The vocation of someone who is disabled may not be to preach or to run a business or whatever. It may be simply to love and be loved. And that is no insignificant vocation. In fact, it’s a vocation all of us have and one which many of us neglect, perhaps because we’re busy carrying out (what we think are) our other vocations.
Vanier’s comments were a salutary reminder to me as a pastor to be careful in how I speak about vocations and callings.

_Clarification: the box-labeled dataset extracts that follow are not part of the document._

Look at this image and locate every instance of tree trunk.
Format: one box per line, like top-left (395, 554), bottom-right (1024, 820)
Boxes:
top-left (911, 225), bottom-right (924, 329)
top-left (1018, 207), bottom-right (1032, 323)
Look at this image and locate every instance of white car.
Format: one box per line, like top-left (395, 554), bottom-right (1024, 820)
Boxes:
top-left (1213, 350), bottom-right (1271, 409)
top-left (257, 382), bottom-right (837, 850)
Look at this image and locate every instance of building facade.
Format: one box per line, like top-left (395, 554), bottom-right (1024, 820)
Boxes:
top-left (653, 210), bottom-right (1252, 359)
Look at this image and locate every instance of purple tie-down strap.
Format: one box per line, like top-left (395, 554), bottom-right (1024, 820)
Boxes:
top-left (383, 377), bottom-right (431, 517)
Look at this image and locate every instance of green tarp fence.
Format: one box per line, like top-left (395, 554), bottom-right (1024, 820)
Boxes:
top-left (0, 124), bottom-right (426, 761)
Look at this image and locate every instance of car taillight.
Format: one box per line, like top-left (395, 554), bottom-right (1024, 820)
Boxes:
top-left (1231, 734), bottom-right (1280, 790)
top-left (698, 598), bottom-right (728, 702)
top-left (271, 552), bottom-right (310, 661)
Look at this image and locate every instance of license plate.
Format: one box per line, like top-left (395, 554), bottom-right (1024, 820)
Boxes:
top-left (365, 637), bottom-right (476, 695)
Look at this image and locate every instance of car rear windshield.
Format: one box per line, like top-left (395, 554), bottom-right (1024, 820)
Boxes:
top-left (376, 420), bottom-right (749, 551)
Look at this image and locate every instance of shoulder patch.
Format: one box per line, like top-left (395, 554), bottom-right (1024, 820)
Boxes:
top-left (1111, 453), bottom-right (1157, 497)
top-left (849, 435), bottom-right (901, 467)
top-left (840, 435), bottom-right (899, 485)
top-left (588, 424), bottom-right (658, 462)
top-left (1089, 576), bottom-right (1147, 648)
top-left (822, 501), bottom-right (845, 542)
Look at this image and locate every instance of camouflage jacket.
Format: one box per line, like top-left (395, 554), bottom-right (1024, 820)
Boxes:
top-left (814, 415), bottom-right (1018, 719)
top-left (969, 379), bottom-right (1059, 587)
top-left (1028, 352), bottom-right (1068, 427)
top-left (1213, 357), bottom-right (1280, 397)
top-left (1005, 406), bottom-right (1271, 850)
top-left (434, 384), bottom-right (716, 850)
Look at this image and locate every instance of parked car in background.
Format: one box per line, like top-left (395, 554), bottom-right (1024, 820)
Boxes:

Later, he spoke about growing older and the challenges, but also the blessings, that it brings. Vanier himself is in his 70s. Recently, he said, he was sitting with a couple in their 80s, and he happened to be holding the wife’s hand as he spoke with them. She commented that she didn’t like growing old, to which Vanier responded by pointing out that if they were in their 30s, he couldn’t sit there in front of her husband, holding her hand. But age, he said, teaches you something about tenderness and fragility.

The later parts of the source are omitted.